何往復かして全ての花の準備が整え終わり、やっとシャベルを持って花壇へ移し替える作業へ入った。
無数のカップに入った花々を、先輩が描いたレイアウト通りに次々と植えていく。
先輩と選んだのは百日草と呼ばれるジニア、ポーチュラカ、センニチコウの三種類で、夏から秋までしっかり花を咲かせてくれる子達を植えることにした。
暑さや乾燥にも強いので、これから訪れる夏休みによって定期的に学校に来られなくなっても、この子達なら自分達の力で元気に育ってくれる。
ここまで考えたのは立嶋先輩で、ここの花壇に植える植物の提案や説明を校長先生や用務員さん達へ伝えている姿は、園芸部の部長として非の打ち所も無いほど頼もしかった。
「.............」
自由奔放な所ばかりが目立つ人だけど、やっぱり立嶋先輩はとても格好良い。
男バレの木兎さんも赤葦君もとても素敵で格好良いけど、うちの立嶋先輩だってきっと負けてないはずだ。
「おあ、見ろよ夏初!立派なミミズ先輩が居たぞ!ほら!」
「.......見せなくていいので、早く戻して差し上げて下さい......」
前言撤回。やっぱり男バレの皆さんの方が、きっとずっと大人で素敵なんだろうな。
▷▶︎▷
最後の花のカップを植え替え、全体のバランスを最終調整する。
初夏の太陽は既に夕日となっていて、幾つかの星が確認できるくらいの時間になっていた。
「......よし、いいだろ。お疲れさん」
最終OKを出した先輩の言葉に私も「お疲れ様でした」と返し、しゃがんだ状態でグッと上半身を伸ばすとポキポキと小さく骨が鳴る。
これはお風呂でしっかり身体を解さないと、明日身体が痛くなるやつだ。
疲労感を携えながらよっこらしょと立ち上がり、植え替えが終了した長方形の花壇を見渡す。
つい先日まで雑草だらけだったこの場所が、今は色とりどりの3種類の花が綺麗に咲き誇っている。
果たしてこの変化に何人の生徒が気付いてくれるのかは分からないけど、またひとつ梟谷学園の素敵スポットを作る事ができた。
きちんと整えられた花壇の花々を一番最初に見るこの達成感は、たぶん何物にも代えられない。
「じゃ、後片付けして帰るか~。夏初、飯食ってく?直帰する?」
「そうですね......植え替え終了記念に、ご飯行きたいです」
「よっしゃ、じゃあさっさと片付けんべ。あ~、腹減った~」
「私あんまりお金無いので、安いとこでお願いします」
「俺が奢ってやるよ!とか言いたいとこだけど、俺もあんま金無いから牛丼とかでいい?」
「並盛だと確か500円でいけますよね?予算内です」
「夏初のそういうとこ、俺結構好きよ?」
そうと決まれば善は急げだ!と花のカップを入れたゴミ袋を三つ持ち上げる先輩に続き、私も使用したシャベルやスコップを洗う為にそれらを持ち、ゴミ置き場の傍の水道へ一緒に行こうとすれば目の端にチラリと灯りが見えた。

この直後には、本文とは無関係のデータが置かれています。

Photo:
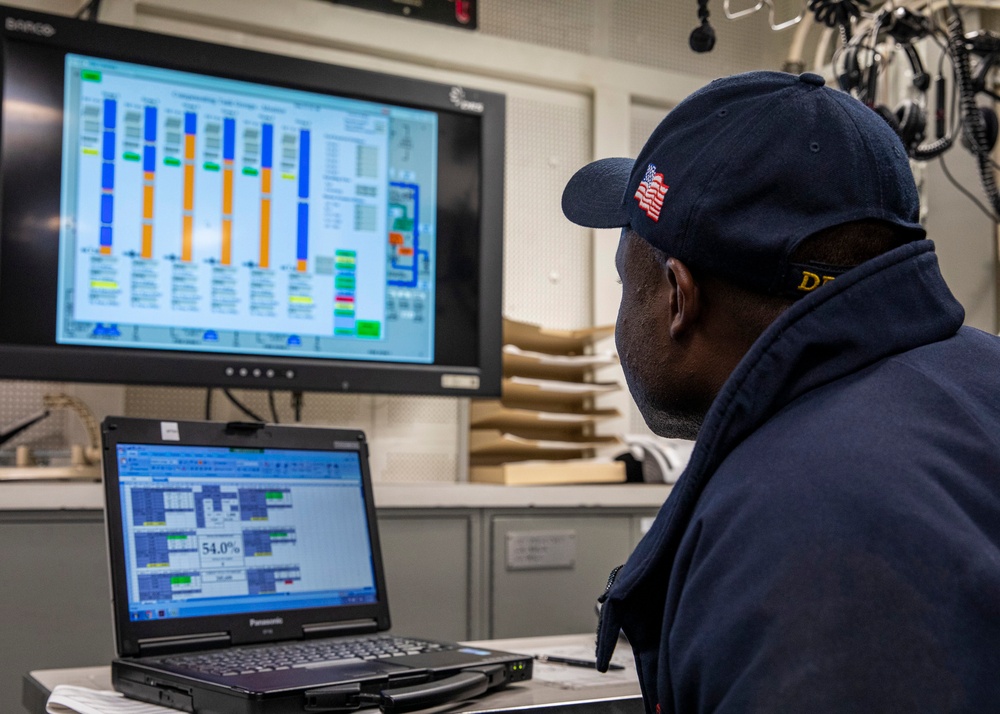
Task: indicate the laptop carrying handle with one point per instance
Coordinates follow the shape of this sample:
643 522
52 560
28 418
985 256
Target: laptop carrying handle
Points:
464 685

何となく気になってそちらを確認すれば、その灯りは体育館の室内灯だったようだ。
体育館の照明器具は高い天井から光を届けないといけないため、一際明るいものを使っていると誰かに聞いた事がある。
その体育館の灯りがついているということは、どこかの運動部が......たぶん、男バレの方々がまだ練習をしているのだろう。
「.............」
「男バレ、まだやってんだな~」
ぼんやりと体育館の灯りを見ていると、私の視線に気付いた先輩が頭の上からそんな声を掛けてくる。
毎日こんなに遅くまで、本当にお疲れ様だ。
「.............」
「────努力をしても、報われない奴は居る。間違いなく、居る。」
「!」
高校バレーの強豪校と謳われるだけの努力をしているんだなと脱帽していると、隣りに居る立嶋先輩から先輩らしからぬ厳しい言葉が放たれ、思わず目を丸くして先輩の顔を見る。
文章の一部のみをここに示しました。